La historia de Vito Corleone es una paradoja italiana de ficción, pero vinculada a la referencia que acabo de citar . El famoso personaje de Mario Puzzo adoptó, sin ser cacique, el apellido del pueblo italiano del cual emigró a los Estados Unidos. Don Corleone llegó a America con los bolsillos vacíos y un ansia de poder incontrolable. Y poco a poco levantó su propia manera de escalar montañas.

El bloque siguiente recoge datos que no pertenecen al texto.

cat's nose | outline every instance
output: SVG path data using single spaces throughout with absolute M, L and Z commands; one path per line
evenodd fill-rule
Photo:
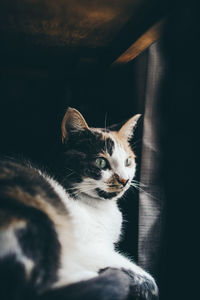
M 128 183 L 128 179 L 118 177 L 117 178 L 118 182 L 121 183 L 123 186 L 125 186 Z

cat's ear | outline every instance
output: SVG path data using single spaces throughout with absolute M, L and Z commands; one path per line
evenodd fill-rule
M 126 123 L 124 123 L 124 125 L 118 131 L 119 135 L 122 138 L 125 138 L 126 140 L 131 139 L 131 137 L 133 136 L 133 133 L 134 133 L 134 129 L 135 129 L 140 117 L 141 117 L 141 115 L 137 114 L 137 115 L 133 116 L 132 118 L 130 118 L 128 121 L 126 121 Z
M 62 142 L 67 140 L 68 135 L 71 131 L 80 131 L 84 129 L 89 129 L 85 119 L 81 113 L 75 108 L 69 107 L 62 120 Z

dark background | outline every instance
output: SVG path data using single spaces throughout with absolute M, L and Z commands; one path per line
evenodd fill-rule
M 155 274 L 161 299 L 197 299 L 199 5 L 194 0 L 168 1 L 168 5 L 172 13 L 161 47 L 166 70 L 159 96 L 162 161 L 158 162 L 166 203 Z M 59 55 L 52 56 L 47 51 L 45 68 L 36 55 L 27 71 L 27 59 L 10 54 L 9 46 L 4 48 L 0 72 L 0 152 L 24 155 L 48 165 L 60 142 L 60 123 L 68 106 L 79 109 L 92 126 L 104 126 L 105 116 L 111 125 L 143 113 L 147 57 L 148 50 L 124 66 L 74 72 L 73 58 L 66 63 Z M 9 71 L 16 61 L 20 68 Z M 142 124 L 139 130 L 142 133 Z M 138 142 L 138 154 L 140 146 Z M 121 247 L 137 258 L 137 192 L 129 193 L 122 206 L 129 222 Z
M 68 106 L 78 109 L 93 127 L 104 127 L 105 121 L 110 126 L 143 113 L 142 93 L 136 83 L 138 64 L 143 63 L 144 56 L 125 66 L 92 74 L 70 76 L 68 69 L 55 68 L 51 61 L 45 76 L 41 73 L 28 74 L 28 78 L 24 75 L 18 78 L 18 74 L 2 76 L 1 154 L 25 157 L 52 171 L 52 158 L 61 143 L 61 121 Z M 143 67 L 139 73 L 144 71 Z M 142 122 L 133 139 L 138 162 L 141 130 Z M 137 190 L 129 191 L 121 206 L 128 221 L 121 249 L 137 259 Z
M 68 106 L 80 110 L 94 127 L 104 127 L 105 119 L 109 126 L 142 112 L 143 104 L 137 103 L 135 61 L 72 78 L 58 66 L 50 69 L 44 78 L 2 76 L 2 152 L 25 152 L 42 160 L 48 157 L 60 139 L 61 121 Z

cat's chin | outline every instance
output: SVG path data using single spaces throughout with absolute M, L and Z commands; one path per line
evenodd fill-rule
M 79 195 L 79 199 L 86 201 L 86 202 L 91 202 L 94 200 L 97 201 L 106 201 L 106 200 L 117 200 L 123 195 L 122 192 L 106 192 L 103 191 L 99 188 L 96 188 L 93 192 L 91 193 L 81 193 Z
M 79 199 L 80 201 L 90 202 L 90 203 L 92 200 L 97 200 L 97 201 L 118 200 L 125 194 L 128 188 L 129 186 L 126 186 L 124 188 L 120 188 L 116 190 L 112 189 L 107 191 L 100 188 L 94 188 L 93 190 L 90 190 L 87 193 L 80 192 L 79 196 L 75 198 Z
M 90 189 L 88 192 L 80 192 L 79 196 L 77 197 L 81 201 L 91 202 L 92 200 L 97 201 L 108 201 L 108 200 L 117 200 L 121 198 L 124 193 L 128 190 L 129 185 L 123 188 L 118 189 L 108 189 L 103 190 L 99 187 Z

Mis antecesores son cubanos. Pero sus familas respectivas emigraron. Eran personas prominentes; un médico asturiano con recursos levantó la famosa Quinta Covadonga, el lugar atendieron el parto de mi madre. Allí se vio su estatua como fundador de aquel centro de salud donde acudía mi familia materna con problemas de salud. La única relación que pudiera existir con mi apellido y aquel lugar provenía el apellido de mi abuela, Bango, el cual rondaba cerca de mi ser sin poderlo calzar. Descubrí un día que mi tía abuela materna fue la encarga de tramitar el internamiento de familiares cercanos, aquejados de males de salud. Nunca supe ante quién lo hacía, pero lo que sí consta es su buena voluntad.

De mi abuelo paterno heredé el apellido que hoy ostento. No conozco su origen y dudo que él, un pobre diablo, telegrafista del poblado habanero de Quivicán, estuviera al tanto de su genealogía. Mi atención recayó en un cheque que el gobierno le giraba a mi abuela paterna por ser hija de mambises. Pero pronto aquella atención privilegiada, se hizo añicos. Aquello no alcanzó categoría de importancia en mi mente sedienta de aventuras.

Mis abuelos -paternos y maternos- fallecieron al igual que sus padres y toda mi referencia se remite a aquel pequeño caserío español abandonado en las motañas de Ourense y del cual, supongo, algunos de sus hijos habrán escapado a multiplicar las raíces ibéricas acentadas en mi patria. Y todo se lo debo a la magia de un cartel enclavado en plena carretera donde aparece escrito mi apellido con letras mayúsculas. Para otro viajero, puede ser un pueblo de los tantos del camino. En cambio, para mí, significa mucho.